Water rises in a capillary tube to a height of 2.0cm. In another capillary tube whose radius is one third of it, how much the water will rise?

To solve the problem of how high water will rise in a capillary tube with a radius that is one third of the original tube, we can use the principles of capillarity.
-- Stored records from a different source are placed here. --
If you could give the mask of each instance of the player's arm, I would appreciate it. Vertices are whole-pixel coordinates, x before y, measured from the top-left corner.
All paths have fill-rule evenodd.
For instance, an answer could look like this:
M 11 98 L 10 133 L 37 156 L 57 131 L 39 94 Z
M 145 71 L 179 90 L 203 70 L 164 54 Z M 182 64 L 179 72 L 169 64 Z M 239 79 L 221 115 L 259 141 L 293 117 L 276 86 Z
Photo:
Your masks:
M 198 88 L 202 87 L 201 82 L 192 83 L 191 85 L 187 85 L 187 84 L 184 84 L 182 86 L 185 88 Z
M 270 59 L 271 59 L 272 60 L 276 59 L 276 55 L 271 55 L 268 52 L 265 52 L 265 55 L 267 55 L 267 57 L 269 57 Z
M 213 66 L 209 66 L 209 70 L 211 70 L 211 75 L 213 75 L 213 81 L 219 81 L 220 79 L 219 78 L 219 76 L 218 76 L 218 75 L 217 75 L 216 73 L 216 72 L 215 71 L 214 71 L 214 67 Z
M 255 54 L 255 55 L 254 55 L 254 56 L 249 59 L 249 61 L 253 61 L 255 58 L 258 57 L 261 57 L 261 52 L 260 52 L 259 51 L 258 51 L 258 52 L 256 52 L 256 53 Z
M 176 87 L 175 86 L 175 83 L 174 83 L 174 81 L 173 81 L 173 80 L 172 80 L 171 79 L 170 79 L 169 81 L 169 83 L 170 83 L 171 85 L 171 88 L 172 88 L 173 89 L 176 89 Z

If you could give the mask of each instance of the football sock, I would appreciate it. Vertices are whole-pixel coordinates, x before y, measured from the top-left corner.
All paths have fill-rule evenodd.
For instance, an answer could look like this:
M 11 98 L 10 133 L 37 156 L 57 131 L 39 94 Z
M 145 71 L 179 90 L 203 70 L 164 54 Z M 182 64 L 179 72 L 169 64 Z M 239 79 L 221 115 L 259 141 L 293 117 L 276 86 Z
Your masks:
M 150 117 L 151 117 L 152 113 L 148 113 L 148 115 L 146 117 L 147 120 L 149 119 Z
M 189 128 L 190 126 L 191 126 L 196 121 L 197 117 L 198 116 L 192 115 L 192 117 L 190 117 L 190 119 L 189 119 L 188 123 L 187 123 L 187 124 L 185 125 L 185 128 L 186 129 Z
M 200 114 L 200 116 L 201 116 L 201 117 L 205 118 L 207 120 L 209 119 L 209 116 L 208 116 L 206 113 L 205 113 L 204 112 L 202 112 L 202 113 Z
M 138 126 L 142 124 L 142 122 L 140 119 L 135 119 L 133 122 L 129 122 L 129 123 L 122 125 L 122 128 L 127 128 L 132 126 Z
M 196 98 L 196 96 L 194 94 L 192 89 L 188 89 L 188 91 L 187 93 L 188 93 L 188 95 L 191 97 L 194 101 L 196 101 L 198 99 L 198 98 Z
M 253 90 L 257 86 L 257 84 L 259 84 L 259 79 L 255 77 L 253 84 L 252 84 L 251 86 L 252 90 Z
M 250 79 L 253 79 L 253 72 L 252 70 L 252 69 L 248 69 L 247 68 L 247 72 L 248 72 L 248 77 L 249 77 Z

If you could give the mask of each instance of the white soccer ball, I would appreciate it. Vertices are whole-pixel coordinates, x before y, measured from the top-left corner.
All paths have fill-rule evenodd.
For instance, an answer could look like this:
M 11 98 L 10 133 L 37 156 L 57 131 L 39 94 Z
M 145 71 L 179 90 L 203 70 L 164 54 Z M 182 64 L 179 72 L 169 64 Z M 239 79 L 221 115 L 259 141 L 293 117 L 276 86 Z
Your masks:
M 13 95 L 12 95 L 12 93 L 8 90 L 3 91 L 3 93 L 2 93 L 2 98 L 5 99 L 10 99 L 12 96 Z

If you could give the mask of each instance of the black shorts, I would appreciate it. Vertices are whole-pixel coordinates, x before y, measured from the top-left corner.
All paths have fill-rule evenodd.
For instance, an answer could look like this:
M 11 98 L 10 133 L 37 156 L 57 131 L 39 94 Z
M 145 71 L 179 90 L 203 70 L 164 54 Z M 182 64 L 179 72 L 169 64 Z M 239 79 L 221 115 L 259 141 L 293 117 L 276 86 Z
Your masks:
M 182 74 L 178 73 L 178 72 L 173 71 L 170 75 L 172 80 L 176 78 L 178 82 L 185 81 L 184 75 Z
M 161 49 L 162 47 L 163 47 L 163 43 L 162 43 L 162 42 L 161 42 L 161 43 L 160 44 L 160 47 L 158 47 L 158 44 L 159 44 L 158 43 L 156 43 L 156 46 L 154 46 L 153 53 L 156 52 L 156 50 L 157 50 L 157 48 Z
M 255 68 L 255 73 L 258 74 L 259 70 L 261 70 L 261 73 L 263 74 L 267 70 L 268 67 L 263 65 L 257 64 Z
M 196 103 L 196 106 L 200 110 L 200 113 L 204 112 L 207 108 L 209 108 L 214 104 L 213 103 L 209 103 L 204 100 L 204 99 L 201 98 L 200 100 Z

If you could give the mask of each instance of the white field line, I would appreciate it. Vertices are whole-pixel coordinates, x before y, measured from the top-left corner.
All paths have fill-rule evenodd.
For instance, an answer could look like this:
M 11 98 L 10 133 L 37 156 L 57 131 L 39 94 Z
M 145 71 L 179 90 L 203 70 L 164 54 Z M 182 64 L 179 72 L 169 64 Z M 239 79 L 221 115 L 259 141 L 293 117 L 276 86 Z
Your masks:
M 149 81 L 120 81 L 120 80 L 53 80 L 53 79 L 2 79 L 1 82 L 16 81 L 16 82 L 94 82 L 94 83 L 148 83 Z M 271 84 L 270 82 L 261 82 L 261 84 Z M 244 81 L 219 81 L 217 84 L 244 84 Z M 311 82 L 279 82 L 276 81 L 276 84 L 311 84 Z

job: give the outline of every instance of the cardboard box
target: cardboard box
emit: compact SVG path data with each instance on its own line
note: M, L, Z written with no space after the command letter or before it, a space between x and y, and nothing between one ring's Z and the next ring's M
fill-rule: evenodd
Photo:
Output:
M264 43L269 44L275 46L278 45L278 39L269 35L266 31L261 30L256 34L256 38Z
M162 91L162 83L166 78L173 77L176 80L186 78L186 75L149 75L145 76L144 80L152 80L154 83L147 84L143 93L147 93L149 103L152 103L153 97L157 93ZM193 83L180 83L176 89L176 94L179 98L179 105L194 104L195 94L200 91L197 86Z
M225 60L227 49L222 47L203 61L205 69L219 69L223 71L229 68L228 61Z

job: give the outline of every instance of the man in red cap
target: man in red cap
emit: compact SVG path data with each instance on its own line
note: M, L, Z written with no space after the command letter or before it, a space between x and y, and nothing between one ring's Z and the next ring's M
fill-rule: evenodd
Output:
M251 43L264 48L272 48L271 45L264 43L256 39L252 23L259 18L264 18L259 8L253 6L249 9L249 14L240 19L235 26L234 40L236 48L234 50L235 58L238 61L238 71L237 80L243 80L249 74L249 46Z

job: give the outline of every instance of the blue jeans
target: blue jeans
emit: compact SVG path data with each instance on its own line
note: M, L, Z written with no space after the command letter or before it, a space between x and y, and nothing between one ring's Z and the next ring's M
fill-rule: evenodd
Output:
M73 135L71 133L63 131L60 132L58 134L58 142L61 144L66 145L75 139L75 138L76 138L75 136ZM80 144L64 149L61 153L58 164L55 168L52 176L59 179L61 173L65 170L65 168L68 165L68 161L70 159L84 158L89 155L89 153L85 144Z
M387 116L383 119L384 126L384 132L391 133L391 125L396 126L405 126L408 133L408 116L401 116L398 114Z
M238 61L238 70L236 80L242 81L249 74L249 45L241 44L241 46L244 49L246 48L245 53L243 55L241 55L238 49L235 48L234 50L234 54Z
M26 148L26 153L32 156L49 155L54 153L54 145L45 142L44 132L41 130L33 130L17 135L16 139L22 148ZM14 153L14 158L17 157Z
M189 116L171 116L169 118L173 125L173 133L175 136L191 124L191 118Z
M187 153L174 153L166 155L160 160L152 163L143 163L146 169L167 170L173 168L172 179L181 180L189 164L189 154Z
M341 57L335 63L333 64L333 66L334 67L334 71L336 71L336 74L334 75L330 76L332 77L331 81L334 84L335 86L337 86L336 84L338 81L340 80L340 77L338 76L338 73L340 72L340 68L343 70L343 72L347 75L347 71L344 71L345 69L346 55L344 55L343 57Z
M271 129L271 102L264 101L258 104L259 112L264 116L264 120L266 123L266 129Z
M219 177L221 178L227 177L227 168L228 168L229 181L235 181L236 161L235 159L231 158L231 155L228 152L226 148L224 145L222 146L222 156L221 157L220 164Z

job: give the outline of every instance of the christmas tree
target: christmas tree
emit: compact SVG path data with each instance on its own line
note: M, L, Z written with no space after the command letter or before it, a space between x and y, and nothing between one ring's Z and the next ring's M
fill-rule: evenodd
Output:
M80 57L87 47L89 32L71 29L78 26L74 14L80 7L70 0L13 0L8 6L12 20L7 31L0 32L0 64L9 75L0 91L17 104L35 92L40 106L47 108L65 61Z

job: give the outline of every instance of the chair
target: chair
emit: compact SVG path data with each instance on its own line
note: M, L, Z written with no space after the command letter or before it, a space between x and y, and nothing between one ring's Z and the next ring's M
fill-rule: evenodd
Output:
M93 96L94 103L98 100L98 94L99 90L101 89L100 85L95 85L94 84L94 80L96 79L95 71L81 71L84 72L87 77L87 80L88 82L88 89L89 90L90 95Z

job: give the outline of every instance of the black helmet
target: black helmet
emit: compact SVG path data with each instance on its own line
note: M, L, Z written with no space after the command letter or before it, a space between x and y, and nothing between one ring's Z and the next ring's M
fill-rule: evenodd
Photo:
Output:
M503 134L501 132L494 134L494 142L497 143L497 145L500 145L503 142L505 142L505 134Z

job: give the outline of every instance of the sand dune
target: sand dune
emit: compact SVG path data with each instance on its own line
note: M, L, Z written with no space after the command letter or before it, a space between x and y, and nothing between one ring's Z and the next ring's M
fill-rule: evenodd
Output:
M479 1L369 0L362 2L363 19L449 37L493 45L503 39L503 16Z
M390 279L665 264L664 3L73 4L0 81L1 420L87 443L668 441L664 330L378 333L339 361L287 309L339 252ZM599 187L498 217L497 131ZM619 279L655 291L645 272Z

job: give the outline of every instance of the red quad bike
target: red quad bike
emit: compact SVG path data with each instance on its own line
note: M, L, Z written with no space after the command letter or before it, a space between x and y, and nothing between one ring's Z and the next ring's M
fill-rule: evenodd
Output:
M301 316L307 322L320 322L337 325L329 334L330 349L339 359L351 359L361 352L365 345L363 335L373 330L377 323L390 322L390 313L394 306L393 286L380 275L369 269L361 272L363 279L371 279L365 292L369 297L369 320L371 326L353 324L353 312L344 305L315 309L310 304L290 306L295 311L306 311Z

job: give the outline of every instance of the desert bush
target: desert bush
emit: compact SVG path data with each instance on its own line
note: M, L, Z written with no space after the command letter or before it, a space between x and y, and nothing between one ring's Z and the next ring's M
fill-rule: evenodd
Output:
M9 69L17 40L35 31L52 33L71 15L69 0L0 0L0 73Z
The height to which a liquid rises in a capillary tube is given by the formula: \[ H = \frac{2T \cos \theta}{\rho g R} \] Where: - \( H \) is the height of the liquid column, - \( T \) is the surface tension of the liquid, - \( \theta \) is the angle of contact, - \( \rho \) is the density of the liquid, - \( g \) is the acceleration due to gravity, - \( R \) is the radius of the capillary tube. ### Step-by-Step Solution: 1. **Identify the Known Values**: - From the problem, we know that in the first capillary tube (with radius \( R_1 \)), the height \( H_1 = 2 \, \text{cm} \). - The radius of the second capillary tube \( R_2 \) is \( \frac{1}{3} R_1 \). 2. **Set Up the Relationship**: - Since the formula for height \( H \) is inversely proportional to the radius \( R \), we can set up the relationship: \[ H_1 R_1 = H_2 R_2 \] Where \( H_2 \) is the height of the water in the second capillary tube. 3. **Substitute the Known Values**: - Rearranging the equation gives: \[ H_2 = \frac{H_1 R_1}{R_2} \] - Substitute \( R_2 = \frac{1}{3} R_1 \): \[ H_2 = \frac{H_1 R_1}{\frac{1}{3} R_1} = H_1 \times 3 \] 4. **Calculate the Height**: - Now substitute \( H_1 = 2 \, \text{cm} \): \[ H_2 = 2 \, \text{cm} \times 3 = 6 \, \text{cm} \] 5. **Conclusion**: - Therefore, the height to which water will rise in the second capillary tube is **6 cm**.